Choosing the right shotgun can help improve your chances in the woods. My choice would be a short-barreled 12 gauge with skeet or cylinder-bore barrels or chokes. Improved-cylinders are OK, but since most of your shots will be at very close ranges, tighter chokes are unnecessary, and might even cost you missed shots.

Lots of upland bird hunters use 26-inch barrels. I wouldn't use anything longer if I have a choice. I've seen upland over-unders and side-by-sides with 24-inch barrels that are great in the woods. A couple of inches of difference doesn't sound like much, but even that little bit of barrel shortening can allow you to swing your gun and make shots you might be prevented from making with a 28-inch barrel, which is probably the most common shotgun barrel length.

When I hunt in the open, I really enjoy hunting with a 20 gauge and use 7/8 or 1-ounce loads. The lighter recoil and usually lighter gun weight makes bird hunting more enjoyable. But when I know I'll be hunting in the woods, I'll open for a 12 gauge and shoot 1 1/8-ounce loads, because I know that I may be shooting through leaves and twigs to try hitting a bird that's getting away fast. In those conditions, I want to have a lot of pellets flying out of my barrel.

When you flush a covey in the open, you may get one or two really close shots, but you may also get a couple of longer shots as the birds gain speed and distance. But when you flush the birds in the woods, you rarely get time to take more than one or two shots, and those are usually within 10 or 15 yards.

A good pair of thornproof brush pants will come in handy for the woods. Oklahoma's woodlands, from Arkansas to the Texas Panhandle, are rife with greenbrier and other thorny vines that can puncture blue jeans or even tough cotton duck fabric. Those really tightly woven brush pants, or a pair of slip-over brush chaps, can save your legs from briar-thorn scratches as you kick your way through the brush. I wear chaps most of the time when I'm bird hunting anyway, but before I started doing so I came home from many trips with my legs looking as if I'd been in the middle of a catfight.

Having the right dog can be helpful, too. Those far-ranging field-trialing pointers that stay about a quarter-mile in front of you in open country are almost worthless when hunting in the woods. Even if they find the birds without flushing them, you may never see your dog.

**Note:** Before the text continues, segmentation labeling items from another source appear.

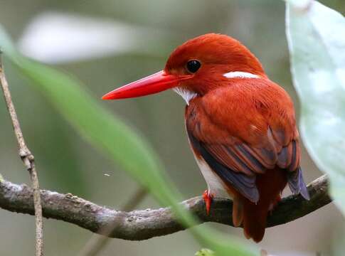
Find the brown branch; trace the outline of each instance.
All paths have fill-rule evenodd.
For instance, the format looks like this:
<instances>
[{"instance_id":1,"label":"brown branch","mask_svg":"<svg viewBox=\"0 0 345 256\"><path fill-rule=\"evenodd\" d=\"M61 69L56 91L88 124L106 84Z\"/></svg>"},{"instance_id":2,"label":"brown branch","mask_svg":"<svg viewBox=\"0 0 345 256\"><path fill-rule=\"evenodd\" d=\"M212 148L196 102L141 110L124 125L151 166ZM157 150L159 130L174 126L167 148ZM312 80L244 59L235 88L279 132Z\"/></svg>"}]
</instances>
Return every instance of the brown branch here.
<instances>
[{"instance_id":1,"label":"brown branch","mask_svg":"<svg viewBox=\"0 0 345 256\"><path fill-rule=\"evenodd\" d=\"M267 227L284 224L303 217L331 201L328 195L325 175L308 186L310 201L299 195L290 196L278 203L267 219ZM142 240L183 230L169 208L124 212L97 206L71 194L41 191L43 216L79 225L94 233L115 223L110 237L129 240ZM216 222L232 225L232 202L215 198L211 214L207 215L201 196L181 203L194 213L200 223ZM0 183L0 207L13 212L33 214L32 189L26 185L9 181ZM102 233L101 233L102 234Z\"/></svg>"},{"instance_id":2,"label":"brown branch","mask_svg":"<svg viewBox=\"0 0 345 256\"><path fill-rule=\"evenodd\" d=\"M143 187L137 188L134 193L129 198L129 200L122 208L123 211L129 211L134 209L147 196L147 191ZM96 256L109 242L112 233L117 226L116 220L109 223L107 226L103 227L99 233L103 235L93 235L87 241L85 246L80 252L79 256Z\"/></svg>"},{"instance_id":3,"label":"brown branch","mask_svg":"<svg viewBox=\"0 0 345 256\"><path fill-rule=\"evenodd\" d=\"M26 146L23 133L21 132L21 126L18 119L17 114L14 108L14 105L11 97L11 92L9 87L9 84L5 77L4 67L2 65L1 52L0 50L0 84L4 92L6 105L9 114L12 121L12 125L14 130L14 134L18 142L18 147L19 149L19 156L24 164L26 169L30 174L32 186L33 188L33 201L35 208L36 216L36 256L43 255L43 221L42 221L42 207L41 205L40 198L40 188L38 183L38 177L35 168L35 161L33 155L31 154L28 146Z\"/></svg>"}]
</instances>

Give me a close-hunting dog for working in the trees. I prefer dogs with a lot of white in their coats because they're easier to see in thicker cover. A liver-colored pointer or Brittany with no white on it can blend into the reddish-brown leaf litter pretty darned well and be difficult to see, especially if it's locked up and motionless on point.

It's good to have on hand at least one dog good at finding dead birds too, because locating your downed quail among the leaf litter can be tough. I was fortunate to have one Brittany that was a master at finding dead birds even after they were cold. I brought her in on several occasions to find birds that other hunters had knocked down but couldn't find by themselves or with their own dogs. I've had two other Brittany spaniels since that one, and neither was in the

same league when it came to finding dead birds in the woods.

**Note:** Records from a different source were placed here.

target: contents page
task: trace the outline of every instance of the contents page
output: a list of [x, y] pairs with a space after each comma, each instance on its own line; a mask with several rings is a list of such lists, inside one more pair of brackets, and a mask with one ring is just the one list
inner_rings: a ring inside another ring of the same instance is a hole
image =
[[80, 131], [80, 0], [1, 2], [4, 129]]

Quail numbers have been lower than usual in most of Oklahoma over the past few seasons. I know that last spring during turkey season, and while fishing farm ponds, I heard an awful lot of quail whistling every day, so I know that breeding birds were around. Maybe this season will be different.

But we never really know what we'll find until we turn the dogs out for the first time and start walking behind them.

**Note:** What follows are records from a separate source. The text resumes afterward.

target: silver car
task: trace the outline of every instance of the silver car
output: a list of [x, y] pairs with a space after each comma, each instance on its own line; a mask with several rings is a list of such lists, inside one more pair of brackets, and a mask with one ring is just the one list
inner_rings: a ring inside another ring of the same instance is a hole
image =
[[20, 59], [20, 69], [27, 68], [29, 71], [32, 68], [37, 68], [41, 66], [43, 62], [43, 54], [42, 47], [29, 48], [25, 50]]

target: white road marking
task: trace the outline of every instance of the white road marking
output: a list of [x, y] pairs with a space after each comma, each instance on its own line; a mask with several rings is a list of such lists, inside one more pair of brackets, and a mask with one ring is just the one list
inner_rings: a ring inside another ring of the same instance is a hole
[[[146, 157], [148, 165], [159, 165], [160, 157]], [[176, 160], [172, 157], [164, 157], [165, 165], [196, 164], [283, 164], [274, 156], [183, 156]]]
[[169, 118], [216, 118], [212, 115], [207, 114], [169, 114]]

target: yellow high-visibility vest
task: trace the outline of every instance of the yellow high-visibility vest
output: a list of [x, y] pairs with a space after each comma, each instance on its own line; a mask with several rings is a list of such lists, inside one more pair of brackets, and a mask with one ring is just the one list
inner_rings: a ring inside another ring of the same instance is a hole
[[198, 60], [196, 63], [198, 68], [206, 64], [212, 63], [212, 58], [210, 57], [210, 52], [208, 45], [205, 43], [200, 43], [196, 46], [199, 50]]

Here's hoping that this season will be an improvement over last year's when birds were scarce nearly everywhere in the state. The roadside counts, conducted by the ODWC and rural mail carriers each September, indicated that the populations were again low.

The results of this year's counts should be available by the time this magazine is mailed. They can be found on the ODWC's Web site at www.wildlifedepartment.com.

Remember when you head to the field, though, that if you're not meeting with a lot of birds in the open, it's probably time to beat the bushes to find those bobwhites.